# Cannot remove a broken sidebar folder alias in Finder window



## azjay1007 (Apr 26, 2011)

Mac OS 10.6.7

I have a folder alias in the sidebar of my Finder window that points to a shared folder on an officemate's PC (WinXP home). This folder has been deleted on the officemate's computer. Now, in my Finder window, I cannot click on it (nor right click on it to choose 'delete'). I cannot drag the folder alias off of the sidebar in a puff of smoke either. I'm at a loss on this one.

Any ideas how to remove these broken sidebar aliases? Even sidebar preference panel yielded nothing I could see that would help.


----------



## MisterMe (Apr 26, 2011)

I too noticed that I could no longer drag off a Sidebar [or a Topbar] icon. Perhaps, this was a change made to accommodate users who had accidentally removed useful Sidebar or Topbar items. If you control-click the icon, then a pop-up menu will appear that gives you the choice of removing the icon.


----------



## azjay1007 (Apr 26, 2011)

That's the thing, I can not control (or right-click) to delete it. The sub menu comes up when control-clicking but the only choice is 'Open Sidebar Preferences...' and nothing else. When I control_click my other aliases (local, not networked) I get the full range of options including 'Remove From Sidebar'.

FYI: The original folder on the PC machine has been deleted. Restoring the folder wouldn't work. When I left click on the link, nothing happens so it's truly dead but still can't delete. I have two of them now. Maddening!


----------



## azjay1007 (Apr 26, 2011)

Navigate to ~(yourhome)/library/preferences and trash this file: 

com.apple.sidebarlists.plist

This resets the sidebar back to its original state. I had to re-create my aliases but it got rid of the broken aliases as well.


----------



## djackmac (Apr 26, 2011)

azjay1007 said:


> Navigate to ~(yourhome)/library/preferences and trash this file:
> 
> com.apple.sidebarlists.plist
> 
> This resets the sidebar back to its original state. I had to re-create my aliases but it got rid of the broken aliases as well.

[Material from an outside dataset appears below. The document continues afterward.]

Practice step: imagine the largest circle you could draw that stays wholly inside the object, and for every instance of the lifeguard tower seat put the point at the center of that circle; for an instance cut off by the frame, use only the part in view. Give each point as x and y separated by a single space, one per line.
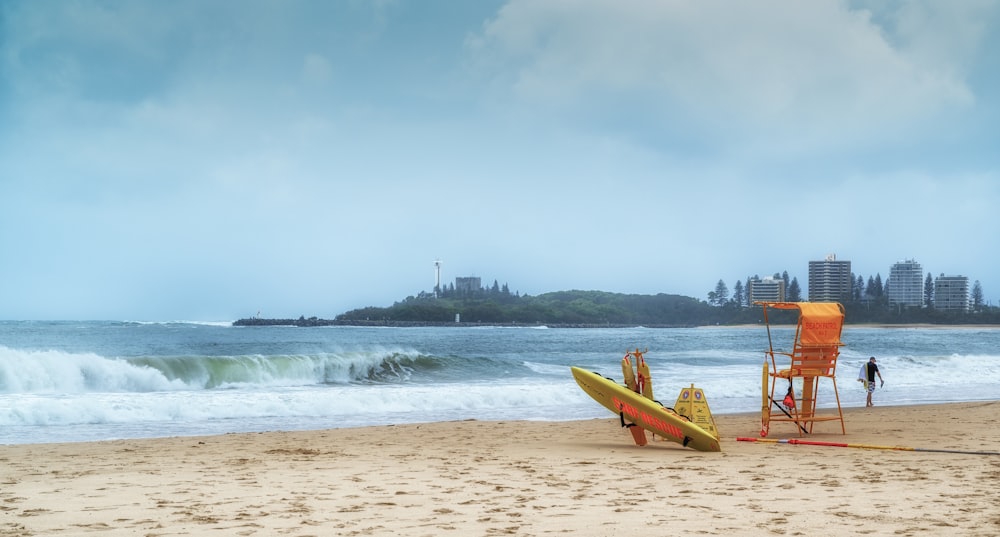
813 356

Or you could have went to finder/preferences/sidebar and unchecked what you didn't want listed.


----------



## azjay1007 (Apr 26, 2011)

Nope, that's fine for default locations and showing or not showing Connected Servers (all of them). I'm talking about your own custom aliases (i.e. individual folders that were dragged and dropped onto the sidebar). These are not listed in the sidebar preferences.


----------



## happyslyme (Jun 16, 2011)

hold down command + drag the folder out until it become a puff of smoke.


----------



## crystalem (Jun 19, 2011)

Yes, what happyslyme said worked perfectly for me! HURRAH! I'm such a n00b to macs.


----------



## Satcomer (Jun 20, 2011)

crystalem said:


> Yes, what happyslyme said worked perfectly for me! HURRAH! I'm such a n00b to macs.



Then get the inexpensive book Switching to the Mac: The Missing Manual, Snow Leopard Edition.


----------